Berlin, 1942: When Bruno returns home from school one day, he discovers that his belongings are being packed in crates. His father has received a promotion and the family must move to a new house far, far away, where there is no one to play with and nothing to do. A tall fence stretches as far as the eye can see and cuts him off from the strange people in the distance.
But Bruno longs to be an explorer and decides that there must be more to this desolate new place than meets the eye. While exploring his new environment, he meets another boy whose life and circumstances are very different from his own, and their meeting results in a friendship that has devastating consequences.

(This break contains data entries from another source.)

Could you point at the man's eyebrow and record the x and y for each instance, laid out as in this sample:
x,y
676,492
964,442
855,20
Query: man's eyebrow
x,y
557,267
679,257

This is such a heartbreaking novel, not just for children but for adults. It captures perfectly the absurdity of the Nazi concentration camps, and the innocence that was lost.
The story moves forward quite quickly. Bruno and his family move to Poland because of his father’s new job, and he struggles to settle into his new life. His sister is cruel and it is quite obvious that she – unlike her brother – really does understand what Auschwitz is. Bruno feels isolated and learns to explore, and it is this that propels the story forward at a seemingly fast pace.

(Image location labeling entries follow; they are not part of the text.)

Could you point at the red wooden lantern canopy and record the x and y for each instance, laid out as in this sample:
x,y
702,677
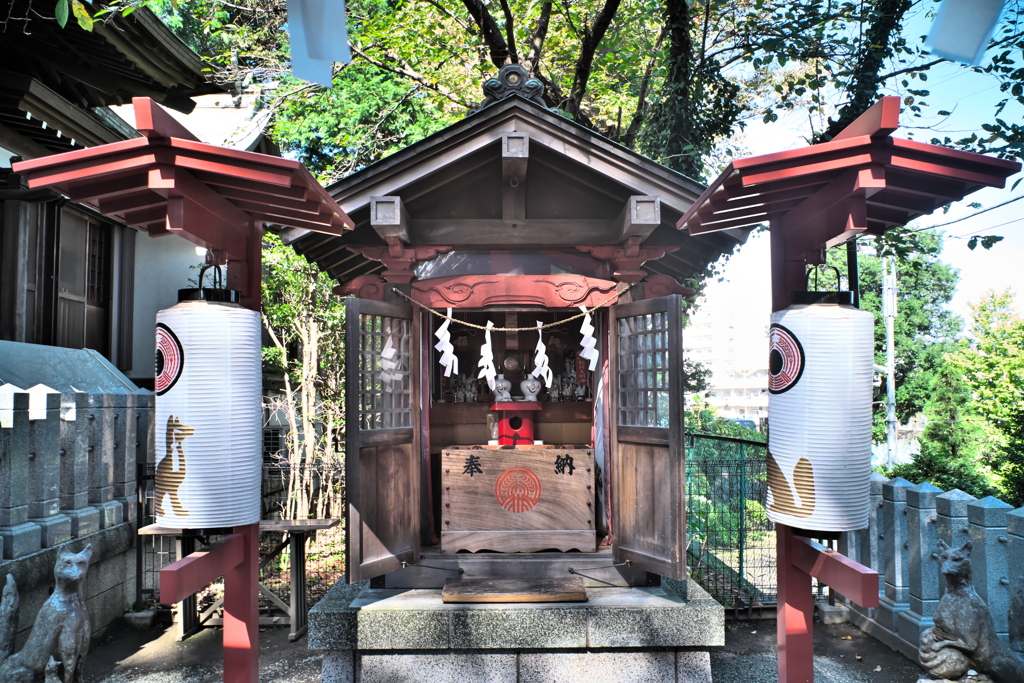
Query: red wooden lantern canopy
x,y
169,182
863,181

John Boyne has written this story through the eyes of a young child – Nazi Germany is seen through Bruno, who is trying to grow up within such a harsh and unrelenting time in history. He befriends a boy of the same age in the concentration camp next to his house, and the two become friends.
Their friendship is sweet – he brings food for his friend and they talk about trivial things. They learn to enjoy each other’s time, but throughout the entire novel, there’s a sense of dread. Somehow, you know that this story won’t end well and John Boyne achieves this by writing the main character as an extremely naive young boy. Bruno does not catch on to what Auschwitz really is, and does not understand why his new friend wears striped pajamas. Bruno does not really understand what his father’s job is, or why his friend is so skinny and doesn’t get fed.
This novel shows Nazi Germany in a subtle way because Bruno does not understand what he’s experiencing, therefore he does not dwell on it. Particular aspects of his life are described in short paragraphs because Bruno does not think them to be important, and it is this kind of storytelling that makes this novel so powerful and eye-opening.